CISA analysts work around the clock to identify and address critical infrastructure cybersecurity vulnerabilities and, ultimately, share this timely risk management information with CISA’s partners. Unfortunately, too often we come across cybersecurity vulnerabilities in industrial control systems and other critical networks sitting on the public internet and are unable to act because we cannot identify the owner of the vulnerable system. For these vulnerable systems, CISA is unable to identify the system’s owner or operator because of the internet protocol (IP) address, or the unique address that identifies the device or system, generally resolves to an internet services provider (ISP), which masks the owner or operator’s contact information. We need a legal mechanism, whereby if we identify the IP address of a potentially vulnerable system, the ISP can give us the contact information for the vulnerable entity so we can notify them of the vulnerability and provide valuable mitigation information.
The Cybersecurity and Vulnerability Identification and Notification Act establishes the legal mechanism necessary that allows CISA to request subscriber information to alert system owners and operators of vulnerabilities, which, if left unmitigated leave the system open to attack. The authority applies to a very narrow set of circumstances where CISA has specific information about a known vulnerability and is unable to determine the entity’s identity. The authority honors long-held privacy fair information practice principles, ensuring that CISA only obtains information for a cybersecurity purpose, that the information is used only for the purpose for which it was collected, and that CISA asks only for the minimal information necessary to contact the owner or operator and alert them to the vulnerability.

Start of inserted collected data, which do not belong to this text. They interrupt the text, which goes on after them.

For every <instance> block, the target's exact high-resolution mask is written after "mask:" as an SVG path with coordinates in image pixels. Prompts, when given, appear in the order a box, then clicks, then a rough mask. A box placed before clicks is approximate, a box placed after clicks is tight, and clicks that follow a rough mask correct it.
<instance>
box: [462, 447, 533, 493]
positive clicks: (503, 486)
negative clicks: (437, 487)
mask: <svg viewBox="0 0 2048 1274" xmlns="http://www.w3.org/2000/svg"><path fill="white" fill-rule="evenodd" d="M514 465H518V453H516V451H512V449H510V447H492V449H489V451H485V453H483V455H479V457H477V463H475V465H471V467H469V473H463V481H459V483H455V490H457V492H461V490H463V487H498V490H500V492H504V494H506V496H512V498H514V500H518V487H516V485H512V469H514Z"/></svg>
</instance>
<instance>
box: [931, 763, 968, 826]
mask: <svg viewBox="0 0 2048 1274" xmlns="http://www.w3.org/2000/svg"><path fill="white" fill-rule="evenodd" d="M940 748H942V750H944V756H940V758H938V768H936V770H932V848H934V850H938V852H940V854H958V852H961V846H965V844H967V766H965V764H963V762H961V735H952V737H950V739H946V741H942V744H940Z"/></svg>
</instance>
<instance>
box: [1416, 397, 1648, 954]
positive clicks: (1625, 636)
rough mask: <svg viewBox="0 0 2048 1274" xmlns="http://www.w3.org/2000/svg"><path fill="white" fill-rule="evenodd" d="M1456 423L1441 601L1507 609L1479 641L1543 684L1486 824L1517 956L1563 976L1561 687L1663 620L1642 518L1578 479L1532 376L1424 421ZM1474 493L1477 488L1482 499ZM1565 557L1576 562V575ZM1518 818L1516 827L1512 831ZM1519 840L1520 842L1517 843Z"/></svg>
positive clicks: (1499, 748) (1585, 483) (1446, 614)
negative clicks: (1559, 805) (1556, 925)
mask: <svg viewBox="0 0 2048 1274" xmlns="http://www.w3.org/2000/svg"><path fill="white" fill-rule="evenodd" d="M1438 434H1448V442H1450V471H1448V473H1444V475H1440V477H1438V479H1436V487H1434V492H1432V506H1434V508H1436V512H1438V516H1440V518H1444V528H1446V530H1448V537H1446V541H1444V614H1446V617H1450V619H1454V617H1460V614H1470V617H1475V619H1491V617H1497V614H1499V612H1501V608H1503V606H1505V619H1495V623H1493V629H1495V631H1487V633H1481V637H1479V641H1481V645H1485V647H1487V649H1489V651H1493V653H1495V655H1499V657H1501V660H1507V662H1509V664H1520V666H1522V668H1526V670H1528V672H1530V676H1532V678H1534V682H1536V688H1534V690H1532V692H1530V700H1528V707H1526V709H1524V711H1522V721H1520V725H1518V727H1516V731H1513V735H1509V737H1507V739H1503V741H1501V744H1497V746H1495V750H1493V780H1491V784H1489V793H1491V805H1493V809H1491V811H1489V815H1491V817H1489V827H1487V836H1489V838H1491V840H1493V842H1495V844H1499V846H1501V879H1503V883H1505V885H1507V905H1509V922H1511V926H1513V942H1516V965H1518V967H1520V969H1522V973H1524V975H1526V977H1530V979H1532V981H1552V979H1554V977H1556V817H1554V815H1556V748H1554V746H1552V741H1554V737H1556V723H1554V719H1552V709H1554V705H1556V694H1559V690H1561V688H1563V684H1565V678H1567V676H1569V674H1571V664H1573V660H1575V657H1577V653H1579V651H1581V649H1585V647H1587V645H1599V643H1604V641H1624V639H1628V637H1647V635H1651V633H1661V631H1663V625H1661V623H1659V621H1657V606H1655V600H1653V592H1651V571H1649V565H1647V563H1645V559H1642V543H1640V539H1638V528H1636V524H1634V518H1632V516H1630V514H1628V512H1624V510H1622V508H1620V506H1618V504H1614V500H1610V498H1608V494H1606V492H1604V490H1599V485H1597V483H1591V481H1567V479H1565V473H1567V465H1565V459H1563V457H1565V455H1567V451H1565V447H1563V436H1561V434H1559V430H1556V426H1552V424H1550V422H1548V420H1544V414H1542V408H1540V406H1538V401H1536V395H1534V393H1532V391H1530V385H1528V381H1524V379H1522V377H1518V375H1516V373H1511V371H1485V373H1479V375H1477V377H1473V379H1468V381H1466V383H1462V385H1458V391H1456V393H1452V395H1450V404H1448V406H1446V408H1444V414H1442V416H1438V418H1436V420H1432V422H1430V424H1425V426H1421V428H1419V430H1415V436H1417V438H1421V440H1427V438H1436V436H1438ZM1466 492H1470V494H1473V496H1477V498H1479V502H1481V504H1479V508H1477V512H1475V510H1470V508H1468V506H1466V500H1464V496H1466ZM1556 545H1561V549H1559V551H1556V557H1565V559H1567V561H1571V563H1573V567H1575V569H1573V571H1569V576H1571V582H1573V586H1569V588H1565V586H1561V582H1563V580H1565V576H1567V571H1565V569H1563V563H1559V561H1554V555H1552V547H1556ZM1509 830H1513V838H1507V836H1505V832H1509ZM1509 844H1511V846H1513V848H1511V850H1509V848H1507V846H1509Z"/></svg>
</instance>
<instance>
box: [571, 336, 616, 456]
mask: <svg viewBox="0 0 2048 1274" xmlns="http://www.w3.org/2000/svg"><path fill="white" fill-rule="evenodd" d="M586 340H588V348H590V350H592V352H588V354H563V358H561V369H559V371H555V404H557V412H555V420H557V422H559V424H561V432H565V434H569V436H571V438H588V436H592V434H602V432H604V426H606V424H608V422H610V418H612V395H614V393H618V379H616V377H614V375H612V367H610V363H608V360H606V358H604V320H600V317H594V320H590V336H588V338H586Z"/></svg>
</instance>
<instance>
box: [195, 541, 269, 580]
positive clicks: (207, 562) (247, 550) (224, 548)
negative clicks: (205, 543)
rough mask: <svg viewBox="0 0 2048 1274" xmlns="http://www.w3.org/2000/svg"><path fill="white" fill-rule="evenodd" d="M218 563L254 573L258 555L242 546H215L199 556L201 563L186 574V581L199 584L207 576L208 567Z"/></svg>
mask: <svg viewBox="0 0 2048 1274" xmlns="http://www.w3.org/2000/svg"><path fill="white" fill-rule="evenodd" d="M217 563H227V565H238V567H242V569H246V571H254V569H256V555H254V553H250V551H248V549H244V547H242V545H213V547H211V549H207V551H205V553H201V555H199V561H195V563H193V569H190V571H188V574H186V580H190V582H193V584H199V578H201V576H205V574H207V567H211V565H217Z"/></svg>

CISA has a long history of working with private and public-sector companies to collect sensitive data through voluntary programs and a demonstrated history of protecting information. This authority does not change the voluntary relationship between CISA and its critical infrastructure partners. It allows CISA to contact a vulnerable entity, notify them of the existing risk, and offer mitigation advice or assistance. CISA cannot compel companies to act or to work with CISA on the basis of this authority.
After years of trying several different methods to contact these affected entities and share what we’ve found, the status quo is simply not working. This new proposed legal authority is a smart, reasonable, and targeted tool that will allow the men and women of CISA to live up to the mission Congress set out for us—to improve American critical infrastructure cybersecurity.